Odeio televisão. Em casa, temos apenas um aparelho e a Apple TV. Não temos TV a cabo nem TV aberta por aqui.

Não sou nada caseira, gosto de sair. Meu maior desafio hoje é conseguir sair com os dois para passear sem enlouquecer, porque não é mole sair com duas crianças pequenas sozinha.

Amo viajar. Estou louca para estreiar o passaporte dos dois.

Resisti muito em ter uma babá, achava a coisa mais desnecessária do mundo. Hoje tenho uma pessoa ótima que os recebe em casa da escola todos os dias e uma folguista que me dá uma força em ocasiões especiais. Adoro as duas e só me arrependo por não ter dado o braço a torcer antes.

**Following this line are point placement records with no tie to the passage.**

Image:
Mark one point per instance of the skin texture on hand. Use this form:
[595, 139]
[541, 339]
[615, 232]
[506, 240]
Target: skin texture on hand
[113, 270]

Faço questão de ser presente. Levo em todas as consultas médicas, vou em todas as reuniões da escola, acompanho de perto e com atenção tudo o que acontece com eles. Gosto de fazer as coisas do dia-a-dia: colocar pra dormir, acordar, dar banho, cortar unhas, arrumar as mochilas para a escola.

Ainda estou aprendendo a lidar com birras e a dar broncas eficientes, mas acho educar uma das coisas mais fascinantes do mundo.

Ainda não aprendi a arrumar o cabelo cacheado da minha filha.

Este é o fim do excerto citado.